Left and Right Tack ⟛

Usage snapshot:

  • Used in content written with the Common script; suitable for UI labels and body text.
  • Appears in the Unicode block Miscellaneous Mathematical Symbols-A.

History & usage: The character LEFT AND RIGHT TACK depicts the symbol’s official name exactly. The name contains tokens that signal functional roles: a directional tack (LEFT, RIGHT) acts as a marker of orientation, while the word TACK indicates a small typographic mark used in math and logic. The directional tokens imply placement or relation between items, which helps when referencing notations in formulas, diagrams, or proofs. In typography and notation, such tokens also guide how the symbol interacts with surrounding symbols, spacing, and alignment in typesetting. Two to three realistic use contexts come from its name, script, and block: in scholarly editions of mathematical texts, the symbol appears in definitions and relation statements; in educational primers and glossaries, it marks binary relations or connector points between terms; in archival transcription and paleography, editors note its directional role when rendering historical notations within the Miscellaneous Mathematical Symbols-A block. Cross‑platform rendering matters for readability and accessibility, with clear contrast and scalable size for quick UI operations and comparisons.

See our category page for related symbols.

Need styled alternatives? Try the Fancy Text tool.

Technical details
  • Codepoint: U+27DB
  • General Category: Sm
  • Age: 3.2
  • Bidi Class: ON
  • Block: Miscellaneous Mathematical Symbols-A
  • Script: Common
  • UTF-8: E2 9F 9B
  • UTF-16: 27DB
  • UTF-32: 000027DB
  • HTML dec: ⟛
  • HTML hex: ⟛
  • JS escape: \u27DB
  • Python \N{}: \N{LEFT AND RIGHT TACK}
  • Python \u: \u27DB
  • Python \U: \U000027DB
  • URL-encoded: %E2%9F%9B
  • CSS escape: \27DB
How to type / insert

Fast copy: click the Copy button near the top of this page.

By codepoint: in many editors and IDEs, you can insert via the Unicode code U+27DB or a built‑in character picker.

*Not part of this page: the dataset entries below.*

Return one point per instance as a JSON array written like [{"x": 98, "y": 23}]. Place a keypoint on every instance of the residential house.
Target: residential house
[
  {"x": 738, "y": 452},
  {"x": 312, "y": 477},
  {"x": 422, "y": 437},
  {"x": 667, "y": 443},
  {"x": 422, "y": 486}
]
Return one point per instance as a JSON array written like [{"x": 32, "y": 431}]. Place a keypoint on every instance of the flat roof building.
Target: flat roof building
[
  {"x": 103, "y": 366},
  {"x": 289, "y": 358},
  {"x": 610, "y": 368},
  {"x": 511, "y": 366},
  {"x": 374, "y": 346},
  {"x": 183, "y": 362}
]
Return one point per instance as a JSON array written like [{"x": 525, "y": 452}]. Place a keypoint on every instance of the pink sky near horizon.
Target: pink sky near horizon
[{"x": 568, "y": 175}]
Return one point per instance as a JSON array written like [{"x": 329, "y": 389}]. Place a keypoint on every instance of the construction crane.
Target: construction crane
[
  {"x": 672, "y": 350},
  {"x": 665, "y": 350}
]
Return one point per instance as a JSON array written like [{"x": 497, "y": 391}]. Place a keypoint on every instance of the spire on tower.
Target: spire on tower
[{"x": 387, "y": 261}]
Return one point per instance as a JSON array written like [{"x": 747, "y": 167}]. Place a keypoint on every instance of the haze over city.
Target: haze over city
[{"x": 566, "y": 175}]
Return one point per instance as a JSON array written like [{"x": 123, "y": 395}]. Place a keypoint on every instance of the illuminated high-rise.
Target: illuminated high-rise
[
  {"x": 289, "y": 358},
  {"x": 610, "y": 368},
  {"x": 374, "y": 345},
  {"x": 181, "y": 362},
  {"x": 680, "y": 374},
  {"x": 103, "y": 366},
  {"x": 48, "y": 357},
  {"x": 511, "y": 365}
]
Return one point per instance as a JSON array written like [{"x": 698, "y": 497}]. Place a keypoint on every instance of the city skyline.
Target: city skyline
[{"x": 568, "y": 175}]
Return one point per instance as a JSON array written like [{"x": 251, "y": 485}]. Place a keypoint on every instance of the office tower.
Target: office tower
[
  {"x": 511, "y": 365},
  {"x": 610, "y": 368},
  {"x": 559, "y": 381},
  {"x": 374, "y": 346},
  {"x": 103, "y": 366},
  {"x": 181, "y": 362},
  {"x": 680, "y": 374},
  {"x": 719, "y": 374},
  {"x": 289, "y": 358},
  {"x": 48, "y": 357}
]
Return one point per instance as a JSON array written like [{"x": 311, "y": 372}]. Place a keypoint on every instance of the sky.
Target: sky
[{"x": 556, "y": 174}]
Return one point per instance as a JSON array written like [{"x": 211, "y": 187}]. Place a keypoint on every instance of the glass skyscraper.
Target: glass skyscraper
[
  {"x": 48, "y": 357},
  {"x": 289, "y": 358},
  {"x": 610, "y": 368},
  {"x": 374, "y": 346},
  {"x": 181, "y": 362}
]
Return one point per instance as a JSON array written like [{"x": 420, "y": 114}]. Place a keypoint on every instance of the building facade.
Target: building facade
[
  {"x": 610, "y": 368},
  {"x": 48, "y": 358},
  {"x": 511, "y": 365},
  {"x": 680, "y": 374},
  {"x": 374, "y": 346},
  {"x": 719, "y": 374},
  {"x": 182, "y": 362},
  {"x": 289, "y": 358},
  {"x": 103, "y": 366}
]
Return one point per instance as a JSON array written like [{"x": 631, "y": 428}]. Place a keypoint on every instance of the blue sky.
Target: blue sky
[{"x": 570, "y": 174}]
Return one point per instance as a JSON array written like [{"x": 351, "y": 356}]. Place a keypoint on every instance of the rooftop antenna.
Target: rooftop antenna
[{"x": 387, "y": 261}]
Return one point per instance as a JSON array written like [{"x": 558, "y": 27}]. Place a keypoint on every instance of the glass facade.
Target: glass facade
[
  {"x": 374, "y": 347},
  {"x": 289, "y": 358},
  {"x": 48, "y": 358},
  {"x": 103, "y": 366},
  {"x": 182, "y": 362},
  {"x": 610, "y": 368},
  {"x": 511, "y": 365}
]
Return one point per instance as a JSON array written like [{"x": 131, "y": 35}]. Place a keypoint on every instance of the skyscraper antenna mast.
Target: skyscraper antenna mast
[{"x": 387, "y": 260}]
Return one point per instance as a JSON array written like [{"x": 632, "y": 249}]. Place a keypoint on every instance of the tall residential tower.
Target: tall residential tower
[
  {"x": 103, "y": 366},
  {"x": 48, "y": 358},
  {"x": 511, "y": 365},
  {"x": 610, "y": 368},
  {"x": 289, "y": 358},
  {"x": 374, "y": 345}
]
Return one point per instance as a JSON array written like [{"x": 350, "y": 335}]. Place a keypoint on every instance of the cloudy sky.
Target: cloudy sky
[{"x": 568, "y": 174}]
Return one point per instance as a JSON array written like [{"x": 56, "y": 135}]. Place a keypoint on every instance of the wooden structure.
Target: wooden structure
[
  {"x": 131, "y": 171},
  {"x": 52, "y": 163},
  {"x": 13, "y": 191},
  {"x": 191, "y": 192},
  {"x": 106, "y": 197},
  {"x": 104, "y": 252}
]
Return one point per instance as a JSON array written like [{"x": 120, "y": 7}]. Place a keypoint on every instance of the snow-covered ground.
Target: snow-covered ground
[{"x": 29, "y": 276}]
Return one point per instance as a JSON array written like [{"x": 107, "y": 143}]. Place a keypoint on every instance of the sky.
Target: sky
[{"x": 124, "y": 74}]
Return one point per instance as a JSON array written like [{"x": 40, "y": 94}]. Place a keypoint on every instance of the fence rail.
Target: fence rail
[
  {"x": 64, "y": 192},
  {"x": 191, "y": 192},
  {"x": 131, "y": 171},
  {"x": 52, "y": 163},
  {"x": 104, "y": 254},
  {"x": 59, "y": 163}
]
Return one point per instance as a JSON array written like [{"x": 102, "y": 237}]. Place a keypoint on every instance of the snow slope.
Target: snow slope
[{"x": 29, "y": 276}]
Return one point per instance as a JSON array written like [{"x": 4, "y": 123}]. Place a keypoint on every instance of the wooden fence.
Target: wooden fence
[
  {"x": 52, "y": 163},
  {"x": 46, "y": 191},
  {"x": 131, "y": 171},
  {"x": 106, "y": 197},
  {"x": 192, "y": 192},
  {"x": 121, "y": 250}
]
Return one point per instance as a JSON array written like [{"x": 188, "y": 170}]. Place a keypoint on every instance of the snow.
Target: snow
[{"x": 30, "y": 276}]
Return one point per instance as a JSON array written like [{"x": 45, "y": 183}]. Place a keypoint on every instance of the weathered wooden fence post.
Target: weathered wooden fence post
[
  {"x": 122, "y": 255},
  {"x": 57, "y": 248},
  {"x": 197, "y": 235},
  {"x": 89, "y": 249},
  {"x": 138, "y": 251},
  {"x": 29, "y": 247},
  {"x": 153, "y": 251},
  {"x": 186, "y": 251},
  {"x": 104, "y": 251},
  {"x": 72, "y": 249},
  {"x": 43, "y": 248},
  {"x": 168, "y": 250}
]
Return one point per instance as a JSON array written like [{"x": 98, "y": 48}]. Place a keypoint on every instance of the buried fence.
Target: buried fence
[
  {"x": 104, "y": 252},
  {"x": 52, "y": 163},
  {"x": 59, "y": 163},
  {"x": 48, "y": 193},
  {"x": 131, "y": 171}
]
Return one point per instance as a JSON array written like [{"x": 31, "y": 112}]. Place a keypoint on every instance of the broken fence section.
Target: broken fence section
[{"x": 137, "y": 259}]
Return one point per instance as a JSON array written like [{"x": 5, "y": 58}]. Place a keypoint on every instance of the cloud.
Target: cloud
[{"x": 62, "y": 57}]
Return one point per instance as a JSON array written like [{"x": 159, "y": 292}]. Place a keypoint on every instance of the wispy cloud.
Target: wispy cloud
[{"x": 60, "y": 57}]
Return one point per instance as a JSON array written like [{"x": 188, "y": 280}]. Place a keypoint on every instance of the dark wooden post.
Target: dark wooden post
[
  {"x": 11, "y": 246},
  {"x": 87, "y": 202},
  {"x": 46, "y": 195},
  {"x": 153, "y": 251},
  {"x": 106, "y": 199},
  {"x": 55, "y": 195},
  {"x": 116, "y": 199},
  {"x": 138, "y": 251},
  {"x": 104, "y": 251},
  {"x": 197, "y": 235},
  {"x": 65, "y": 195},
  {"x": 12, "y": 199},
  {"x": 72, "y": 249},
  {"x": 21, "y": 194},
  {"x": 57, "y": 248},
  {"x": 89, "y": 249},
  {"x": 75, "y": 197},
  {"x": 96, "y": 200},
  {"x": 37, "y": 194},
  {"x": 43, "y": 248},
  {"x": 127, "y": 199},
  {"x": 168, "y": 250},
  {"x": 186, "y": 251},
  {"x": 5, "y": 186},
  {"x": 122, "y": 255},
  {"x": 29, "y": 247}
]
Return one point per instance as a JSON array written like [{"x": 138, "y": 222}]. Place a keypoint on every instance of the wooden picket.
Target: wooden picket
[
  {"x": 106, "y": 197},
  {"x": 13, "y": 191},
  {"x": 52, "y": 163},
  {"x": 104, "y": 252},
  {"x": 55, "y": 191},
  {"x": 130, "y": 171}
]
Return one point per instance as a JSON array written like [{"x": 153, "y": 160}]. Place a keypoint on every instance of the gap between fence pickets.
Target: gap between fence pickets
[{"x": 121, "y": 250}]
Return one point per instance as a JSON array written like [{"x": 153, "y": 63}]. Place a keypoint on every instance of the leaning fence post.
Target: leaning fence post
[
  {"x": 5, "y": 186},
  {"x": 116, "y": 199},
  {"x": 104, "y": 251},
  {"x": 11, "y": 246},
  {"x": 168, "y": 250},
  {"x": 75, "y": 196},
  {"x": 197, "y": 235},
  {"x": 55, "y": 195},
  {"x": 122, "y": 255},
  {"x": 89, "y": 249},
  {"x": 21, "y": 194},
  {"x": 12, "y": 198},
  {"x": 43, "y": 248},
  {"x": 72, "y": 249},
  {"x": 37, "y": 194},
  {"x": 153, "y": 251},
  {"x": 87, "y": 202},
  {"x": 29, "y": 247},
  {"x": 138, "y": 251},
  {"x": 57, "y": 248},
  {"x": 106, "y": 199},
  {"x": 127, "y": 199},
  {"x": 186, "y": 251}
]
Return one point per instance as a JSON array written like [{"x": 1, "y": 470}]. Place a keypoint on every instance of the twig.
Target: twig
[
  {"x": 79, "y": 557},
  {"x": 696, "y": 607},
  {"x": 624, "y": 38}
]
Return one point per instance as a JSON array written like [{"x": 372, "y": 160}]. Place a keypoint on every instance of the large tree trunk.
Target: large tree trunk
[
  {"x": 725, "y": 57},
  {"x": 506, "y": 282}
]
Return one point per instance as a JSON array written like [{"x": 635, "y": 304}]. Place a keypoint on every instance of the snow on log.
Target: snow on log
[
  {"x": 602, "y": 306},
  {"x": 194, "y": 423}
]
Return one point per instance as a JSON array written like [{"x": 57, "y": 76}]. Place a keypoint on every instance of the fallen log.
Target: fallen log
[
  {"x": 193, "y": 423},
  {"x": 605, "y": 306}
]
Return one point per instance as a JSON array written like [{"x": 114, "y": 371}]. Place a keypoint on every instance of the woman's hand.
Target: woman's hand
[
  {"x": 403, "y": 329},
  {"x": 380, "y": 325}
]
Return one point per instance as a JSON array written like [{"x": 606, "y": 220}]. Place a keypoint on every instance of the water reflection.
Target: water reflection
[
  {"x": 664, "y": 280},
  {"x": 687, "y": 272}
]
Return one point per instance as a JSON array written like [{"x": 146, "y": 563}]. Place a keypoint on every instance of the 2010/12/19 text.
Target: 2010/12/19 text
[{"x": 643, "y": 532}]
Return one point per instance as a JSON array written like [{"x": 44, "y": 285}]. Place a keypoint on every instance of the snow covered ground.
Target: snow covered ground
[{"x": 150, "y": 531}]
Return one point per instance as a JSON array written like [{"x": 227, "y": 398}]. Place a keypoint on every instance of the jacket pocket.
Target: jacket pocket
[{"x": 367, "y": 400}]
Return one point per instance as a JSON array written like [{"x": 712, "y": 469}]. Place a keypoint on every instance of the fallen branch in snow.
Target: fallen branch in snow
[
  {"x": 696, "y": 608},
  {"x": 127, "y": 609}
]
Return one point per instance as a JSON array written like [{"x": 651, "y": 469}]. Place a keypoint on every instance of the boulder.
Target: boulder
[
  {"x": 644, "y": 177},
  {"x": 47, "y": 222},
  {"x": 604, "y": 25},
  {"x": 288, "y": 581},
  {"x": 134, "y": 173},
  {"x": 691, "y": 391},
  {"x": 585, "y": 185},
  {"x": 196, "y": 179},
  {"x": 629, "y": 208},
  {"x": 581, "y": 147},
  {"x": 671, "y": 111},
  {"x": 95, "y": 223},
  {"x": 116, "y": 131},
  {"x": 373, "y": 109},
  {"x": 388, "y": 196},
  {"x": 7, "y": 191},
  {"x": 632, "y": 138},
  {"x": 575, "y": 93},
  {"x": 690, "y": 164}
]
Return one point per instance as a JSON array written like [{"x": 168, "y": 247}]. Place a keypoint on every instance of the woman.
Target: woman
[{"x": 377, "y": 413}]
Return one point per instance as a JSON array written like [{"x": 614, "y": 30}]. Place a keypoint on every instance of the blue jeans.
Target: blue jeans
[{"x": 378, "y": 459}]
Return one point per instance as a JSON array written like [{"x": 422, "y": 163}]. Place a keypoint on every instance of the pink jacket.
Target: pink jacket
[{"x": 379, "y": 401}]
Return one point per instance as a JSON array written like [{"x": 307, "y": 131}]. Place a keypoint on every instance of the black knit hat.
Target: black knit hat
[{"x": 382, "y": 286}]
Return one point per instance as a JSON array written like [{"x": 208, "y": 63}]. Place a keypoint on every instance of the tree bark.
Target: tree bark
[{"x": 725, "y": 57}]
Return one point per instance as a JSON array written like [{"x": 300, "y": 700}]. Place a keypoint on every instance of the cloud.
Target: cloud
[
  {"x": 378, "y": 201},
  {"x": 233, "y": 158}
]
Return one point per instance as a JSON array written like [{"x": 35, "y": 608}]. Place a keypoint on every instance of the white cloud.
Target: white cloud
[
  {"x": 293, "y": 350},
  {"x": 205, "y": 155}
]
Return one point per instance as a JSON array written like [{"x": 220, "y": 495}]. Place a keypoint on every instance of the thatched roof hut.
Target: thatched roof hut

HTML: use the numeric entity ⟛ (hex) or ⟛ (decimal) when an HTML entity is needed.

Compatibility & troubleshooting

Font support: if the symbol does not render, the current font likely lacks this codepoint. Choose a font with broad Unicode coverage or allow a fallback font.

Web pages: ensure your CSS font stack includes a general fallback; avoid relying on images for common symbols to preserve accessibility and copyability.